Their symbolic counter parts "linear process" from the process
algebra muCRL is formalized. It is shown how invariants, state
mappings, and various notions of confluence can be used
to transform linear processes. Finally, we prove that these
notions are preserved by those transformations in many cases.
This can be viewed as a mechanical verification of the
correctness of the optimization algorithms (not the code)
in the muCRL toolset.
- Nominal unification (Christian Urban)
I will present a generalisation of first-order unification to the practically
important case of equations between terms involving binders. A substitution of
terms for variables solves such an equation if it makes the equated terms
alpha-equivalent. For the applications we have in mind, we must consider the
simple, textual form of substitution in which names occurring in terms may be
captured within the scope of binders upon substitution. We are able to take a
`nominal' approach to binding in which bound entities are explicitly named
(rather than using nameless, de Bruijn-style representations) and yet get a
version of this form of substitution that respects alpha-equivalence and
possesses good algorithmic properties.
- Liveness in Rewriting (Hans Zantema)
We show how the problem of verifying liveness properties is related to
termination of term rewrite systems (TRSs). By refining existing techniques for
proving termination of TRSs we show how liveness properties can be verified
automatically. As an example, we prove a liveness property of a waiting line
protocol for a network of processes. This is joint work with Juergen Giesl
from RWTH Aachen.
- Proof terms (Roel de Vrijer)
Proof terms are constructed as explicit syntactic representations of rewrite
steps and reduction sequences and also of sequences of parallel steps,
multi-steps and the like. In rewriting logic proof terms represent proofs.

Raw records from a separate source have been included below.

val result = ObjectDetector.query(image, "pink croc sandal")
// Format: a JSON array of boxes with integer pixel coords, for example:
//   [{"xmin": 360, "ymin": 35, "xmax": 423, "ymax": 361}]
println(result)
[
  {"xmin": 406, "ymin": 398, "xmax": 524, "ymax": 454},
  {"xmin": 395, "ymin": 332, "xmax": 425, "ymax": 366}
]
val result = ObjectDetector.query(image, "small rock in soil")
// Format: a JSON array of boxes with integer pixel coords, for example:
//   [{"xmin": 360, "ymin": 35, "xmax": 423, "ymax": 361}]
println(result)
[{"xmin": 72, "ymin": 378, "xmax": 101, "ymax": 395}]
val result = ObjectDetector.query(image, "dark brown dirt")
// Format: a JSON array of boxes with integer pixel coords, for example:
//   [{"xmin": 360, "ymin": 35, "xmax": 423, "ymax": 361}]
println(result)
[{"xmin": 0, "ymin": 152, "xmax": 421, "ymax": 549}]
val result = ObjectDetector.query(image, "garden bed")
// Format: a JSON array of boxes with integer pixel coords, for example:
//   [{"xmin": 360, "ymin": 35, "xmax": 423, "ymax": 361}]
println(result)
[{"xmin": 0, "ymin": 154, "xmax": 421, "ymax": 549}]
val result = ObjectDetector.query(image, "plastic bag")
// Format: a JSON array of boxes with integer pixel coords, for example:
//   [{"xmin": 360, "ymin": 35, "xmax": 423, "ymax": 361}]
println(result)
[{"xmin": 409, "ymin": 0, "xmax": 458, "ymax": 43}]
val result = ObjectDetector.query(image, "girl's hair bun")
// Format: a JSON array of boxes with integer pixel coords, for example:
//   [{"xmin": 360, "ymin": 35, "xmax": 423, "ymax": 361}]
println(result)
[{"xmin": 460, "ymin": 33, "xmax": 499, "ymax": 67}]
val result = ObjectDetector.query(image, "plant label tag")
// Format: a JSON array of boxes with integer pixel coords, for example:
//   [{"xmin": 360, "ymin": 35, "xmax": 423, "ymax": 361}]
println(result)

In chapter 8 of the book proof terms have been put to use as a technical tool
in the theory of
term rewriting.
Notions of equivalence of reduction can be defined via transformations on
proof terms. In the talk we will demonstrate this for permutation equivalence
and for projection equivalence. We will also indicate how proof terms can be
elegantly used in the basic theory of orthogonal term rewriting.